Pagani Huayra Roadster BC

Der italienische Sportwagenhersteller Pagani hat jetzt in San Francisco ein Auto vorgestellt, das es eigentlich nie geben sollte – und das auf eine Art, die bisher in der Geschichte des Automobils einmalig ist. Doch von Anfang an. Der Huayra ist erst das zweite Modell in der 20-jährigen Geschichte der italienischen Edelschmiede. 2011 vorgestellt, war die Stückzahl von Anfang an auf 100 Exemplare limitiert, die inzwischen alle verkauft und ausgeliefert sind. Es folgte 2016 der Pagani Huayra BC, benannt nach dem ersten Kunden der Marke und persönlichen Freund von Horacio Pagani, Benny Caiola, der im Jahr 2010 verstorben ist.
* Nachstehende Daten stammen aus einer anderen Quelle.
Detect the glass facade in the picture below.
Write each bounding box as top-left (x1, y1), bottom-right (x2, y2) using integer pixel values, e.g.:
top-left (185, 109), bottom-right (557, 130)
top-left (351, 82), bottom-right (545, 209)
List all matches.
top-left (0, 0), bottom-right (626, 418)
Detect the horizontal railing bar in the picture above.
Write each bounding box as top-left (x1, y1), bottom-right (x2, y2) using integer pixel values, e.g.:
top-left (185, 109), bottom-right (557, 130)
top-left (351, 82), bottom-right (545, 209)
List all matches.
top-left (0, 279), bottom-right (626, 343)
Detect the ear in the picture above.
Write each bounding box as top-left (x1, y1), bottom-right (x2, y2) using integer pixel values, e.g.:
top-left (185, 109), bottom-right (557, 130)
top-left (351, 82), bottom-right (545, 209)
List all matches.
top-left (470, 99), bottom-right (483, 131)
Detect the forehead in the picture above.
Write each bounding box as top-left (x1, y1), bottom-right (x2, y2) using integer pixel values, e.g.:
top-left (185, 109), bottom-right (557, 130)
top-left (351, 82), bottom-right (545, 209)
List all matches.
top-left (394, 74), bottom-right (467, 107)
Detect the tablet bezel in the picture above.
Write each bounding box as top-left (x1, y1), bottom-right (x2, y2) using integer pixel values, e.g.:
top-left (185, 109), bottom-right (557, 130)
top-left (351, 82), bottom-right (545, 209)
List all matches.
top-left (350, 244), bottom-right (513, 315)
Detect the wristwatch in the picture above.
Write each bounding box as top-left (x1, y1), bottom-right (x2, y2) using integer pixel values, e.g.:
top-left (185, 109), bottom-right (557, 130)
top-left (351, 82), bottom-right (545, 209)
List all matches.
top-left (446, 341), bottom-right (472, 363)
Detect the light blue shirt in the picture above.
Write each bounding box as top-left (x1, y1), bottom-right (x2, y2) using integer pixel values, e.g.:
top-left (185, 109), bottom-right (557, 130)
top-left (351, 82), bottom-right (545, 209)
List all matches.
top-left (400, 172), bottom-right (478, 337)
Der BC ist eine leistungsgesteigerte und gewichtsreduzierte Version des Huayra Coupés, ebenfalls limitiert auf offiziell nur 20 Exemplare.

Das dritte Mitglied der Huayra-Familie ist seit dem Genfer Salon 2017 der Roadster, wie sein geschlossenes Pendant auf 100 Exemplare limitiert, die alle bereits zur Präsentation verkauft waren. Bei der Modellgeschichte mag man jetzt folgern, dass ein Huayra Roadster BC die logische Konsequenz wäre, war es aber nicht. Ursprünglich war dieses Modell von Pagani nicht geplant. Erst als ein guter Kunde des Hauses im Jahre 2015 mit einer Blanko-Überweisung mit dem Betreff ‚Huayra Roadster BC‘ das Team um Firmengründer Horacio Pagani überraschte und andere Kunden es ihm gleichtaten, änderte sich die Meinung des in der Nähe von Modena beheimateten Argentiniers und das Auto, das es nie geben sollte, wurde letztendlich doch noch Realität. In 40 Exemplaren wird ab Frühjahr 2020 der Pagani Huayra Roadster BC entstehen, und, sie ahnen es bereits und so ist es mittlerweile Tradition im Hause, auch die sind bereits alle verkauft.

Jetzt mögen Sie sich fragen, liebe Leser, auf welchem Event die Weltpremiere dieses einmaligen Fahrzeugs zu bewundern sein wird. Das Festival of Speed im englischen Goodwood war bereits und große Automessen sind in der Sommerzeit eher Mangelware. Bleibt noch die Monterey Car Week in Kalifornien und damit liegen Sie gar nicht mal so verkehrt. Dort wird der Roadster BC tatsächlich zu sehen sein, für seine Weltpremiere geht Pagani aber ganz neue Wege. Nachdem man in der vergangenen Woche noch mit einem Teaser auf Instagram das Interesse der Fans angeheizt hat, ließ man jetzt das Cover vom offenen Hypercar. Das Ganze geschah bei der Firma Zynga Inc., einem weltweit führenden Unternehmen für interaktive Unterhaltung, in San Francisco. Der Roadster BC wird ein Bestandteil des Handyspiels ‚CSR Racing 2‘ und dort in diesem Spiel zu einer Prämie für besonders erfolgreiche Spieler, natürlich nur virtuell.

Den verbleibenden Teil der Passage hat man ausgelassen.